From the bestselling author of Dunkirk: Fight to the Last Man and Enigma: The Battle for the Code, the story of unsung American heroism in World War II's maritime epic in the Arctic.
Excellent ... Mr. Sebag-Montefiore, who previously wrote about the British retreat at Dunkirk and the efforts to break the Germans’ Enigma code, uses wartime diaries, interviews and newly available archives from Russia, including the Northern Maritime Museum in Arkhangelsk, to focus on 'the officers, armed guards and the ordinary civilian seamen.'
Reading this book is like being battered with hailstones in a fierce storm. The carnage is relentless. Sebag-Montefiore, formerly a barrister, now an accomplished military historian, clearly loves his topic. He has read all the ship’s logs, all the memoirs, all the official reports. He’s interviewed surviving crew members. He gathers all that material together in a mammoth book of more than 800 pages. It’s an impressive accomplishment, but I wish he’d spent more time on editing. Some sentences are clumsy and convoluted; the book itself is unnecessarily long. It will nevertheless appeal to naval history aficionados who don’t mind being pummelled by relentless horror.

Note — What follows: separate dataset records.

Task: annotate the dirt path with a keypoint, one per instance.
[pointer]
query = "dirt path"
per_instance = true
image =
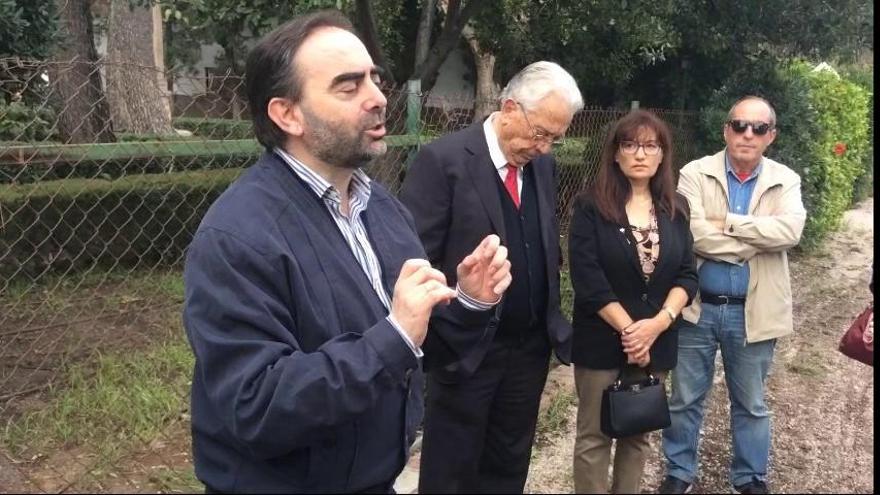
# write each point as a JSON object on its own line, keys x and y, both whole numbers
{"x": 822, "y": 403}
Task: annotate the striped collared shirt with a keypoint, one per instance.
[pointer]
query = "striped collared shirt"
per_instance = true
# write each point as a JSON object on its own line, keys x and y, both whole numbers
{"x": 355, "y": 233}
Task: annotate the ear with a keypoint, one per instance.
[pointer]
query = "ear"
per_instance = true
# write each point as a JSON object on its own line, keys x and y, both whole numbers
{"x": 508, "y": 106}
{"x": 286, "y": 115}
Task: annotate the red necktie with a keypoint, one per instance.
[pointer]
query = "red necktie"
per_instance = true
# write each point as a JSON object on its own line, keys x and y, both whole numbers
{"x": 511, "y": 186}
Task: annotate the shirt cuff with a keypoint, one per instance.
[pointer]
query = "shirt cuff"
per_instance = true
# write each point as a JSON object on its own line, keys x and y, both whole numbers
{"x": 416, "y": 350}
{"x": 473, "y": 304}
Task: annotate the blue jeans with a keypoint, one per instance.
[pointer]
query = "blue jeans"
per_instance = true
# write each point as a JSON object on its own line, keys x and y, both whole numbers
{"x": 745, "y": 371}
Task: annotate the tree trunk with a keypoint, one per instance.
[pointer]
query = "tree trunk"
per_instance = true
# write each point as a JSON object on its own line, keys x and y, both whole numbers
{"x": 487, "y": 90}
{"x": 78, "y": 96}
{"x": 423, "y": 36}
{"x": 135, "y": 82}
{"x": 367, "y": 23}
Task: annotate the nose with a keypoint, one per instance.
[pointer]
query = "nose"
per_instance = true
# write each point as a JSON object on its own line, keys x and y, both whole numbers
{"x": 544, "y": 147}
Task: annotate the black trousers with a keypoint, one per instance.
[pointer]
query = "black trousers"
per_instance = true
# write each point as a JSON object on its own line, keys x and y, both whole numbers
{"x": 383, "y": 488}
{"x": 479, "y": 432}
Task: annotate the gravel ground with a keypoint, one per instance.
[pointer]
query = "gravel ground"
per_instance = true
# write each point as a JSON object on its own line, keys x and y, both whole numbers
{"x": 822, "y": 403}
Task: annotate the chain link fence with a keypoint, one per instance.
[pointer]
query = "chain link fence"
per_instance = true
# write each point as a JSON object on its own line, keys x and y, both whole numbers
{"x": 102, "y": 185}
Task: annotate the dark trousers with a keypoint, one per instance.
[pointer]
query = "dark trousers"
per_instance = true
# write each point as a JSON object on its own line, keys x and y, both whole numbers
{"x": 479, "y": 432}
{"x": 383, "y": 488}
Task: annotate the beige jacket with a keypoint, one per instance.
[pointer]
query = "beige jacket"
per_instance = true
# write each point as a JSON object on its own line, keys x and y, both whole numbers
{"x": 774, "y": 223}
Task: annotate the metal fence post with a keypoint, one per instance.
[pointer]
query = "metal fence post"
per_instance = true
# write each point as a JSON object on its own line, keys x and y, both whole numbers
{"x": 413, "y": 116}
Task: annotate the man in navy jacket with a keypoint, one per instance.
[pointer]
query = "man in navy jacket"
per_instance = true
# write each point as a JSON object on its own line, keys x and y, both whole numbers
{"x": 307, "y": 292}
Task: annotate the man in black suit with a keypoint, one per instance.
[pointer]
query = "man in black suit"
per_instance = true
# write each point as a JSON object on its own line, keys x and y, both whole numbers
{"x": 494, "y": 177}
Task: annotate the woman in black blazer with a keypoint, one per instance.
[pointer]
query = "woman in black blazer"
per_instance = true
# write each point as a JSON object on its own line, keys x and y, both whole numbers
{"x": 632, "y": 268}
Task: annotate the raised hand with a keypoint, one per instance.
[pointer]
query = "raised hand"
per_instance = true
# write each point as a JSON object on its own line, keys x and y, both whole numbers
{"x": 418, "y": 289}
{"x": 485, "y": 273}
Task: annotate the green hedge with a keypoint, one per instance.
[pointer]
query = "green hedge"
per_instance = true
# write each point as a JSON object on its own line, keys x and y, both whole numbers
{"x": 76, "y": 224}
{"x": 863, "y": 75}
{"x": 215, "y": 128}
{"x": 819, "y": 114}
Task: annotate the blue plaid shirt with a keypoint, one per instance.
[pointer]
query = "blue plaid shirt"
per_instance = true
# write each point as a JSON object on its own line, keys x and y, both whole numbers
{"x": 719, "y": 277}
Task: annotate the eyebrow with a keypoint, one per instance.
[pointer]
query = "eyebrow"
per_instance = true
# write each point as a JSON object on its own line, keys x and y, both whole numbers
{"x": 355, "y": 76}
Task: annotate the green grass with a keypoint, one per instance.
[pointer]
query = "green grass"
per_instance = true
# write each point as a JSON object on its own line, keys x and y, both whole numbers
{"x": 554, "y": 419}
{"x": 160, "y": 282}
{"x": 110, "y": 405}
{"x": 169, "y": 480}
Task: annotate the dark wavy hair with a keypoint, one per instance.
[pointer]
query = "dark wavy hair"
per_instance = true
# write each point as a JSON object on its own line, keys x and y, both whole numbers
{"x": 612, "y": 189}
{"x": 271, "y": 72}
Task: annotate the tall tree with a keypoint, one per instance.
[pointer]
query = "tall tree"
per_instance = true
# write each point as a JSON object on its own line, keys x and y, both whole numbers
{"x": 139, "y": 101}
{"x": 457, "y": 17}
{"x": 27, "y": 28}
{"x": 78, "y": 95}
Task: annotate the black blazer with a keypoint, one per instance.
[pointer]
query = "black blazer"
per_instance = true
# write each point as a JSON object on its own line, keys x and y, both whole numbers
{"x": 451, "y": 190}
{"x": 605, "y": 268}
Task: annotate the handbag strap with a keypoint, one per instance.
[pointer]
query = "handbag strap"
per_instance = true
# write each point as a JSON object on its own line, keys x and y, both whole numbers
{"x": 619, "y": 380}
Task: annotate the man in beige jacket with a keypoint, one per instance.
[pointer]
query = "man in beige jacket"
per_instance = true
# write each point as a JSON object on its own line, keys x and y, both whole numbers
{"x": 746, "y": 212}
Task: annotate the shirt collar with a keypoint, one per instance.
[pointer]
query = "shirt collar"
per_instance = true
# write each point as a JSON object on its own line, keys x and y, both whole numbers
{"x": 360, "y": 182}
{"x": 729, "y": 168}
{"x": 495, "y": 152}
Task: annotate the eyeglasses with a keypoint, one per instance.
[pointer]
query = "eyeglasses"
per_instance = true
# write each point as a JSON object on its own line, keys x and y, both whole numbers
{"x": 632, "y": 147}
{"x": 538, "y": 136}
{"x": 758, "y": 128}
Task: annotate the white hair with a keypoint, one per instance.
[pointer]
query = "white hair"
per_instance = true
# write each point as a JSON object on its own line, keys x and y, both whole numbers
{"x": 537, "y": 80}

A giant and comprehensive history ... Jimmy Campbell, a 15-year-old steward’s boy – and yes, children that age could serve in the Merchant Navy – recalled how, in his lifeboat, one sailor lost his mind and thought he was going 'to the pub to meet his mates'. He 'stepped off' into the sea before anyone could stop him ... Testimonies such as these are the strongest part of Sebag-Montefiore’s book. Meticulously drawn from a range of archival sources, they must have taken years to assemble. The book was originally due for publication some time ago, which makes the author’s sustained commitment and scholarship all the more impressive.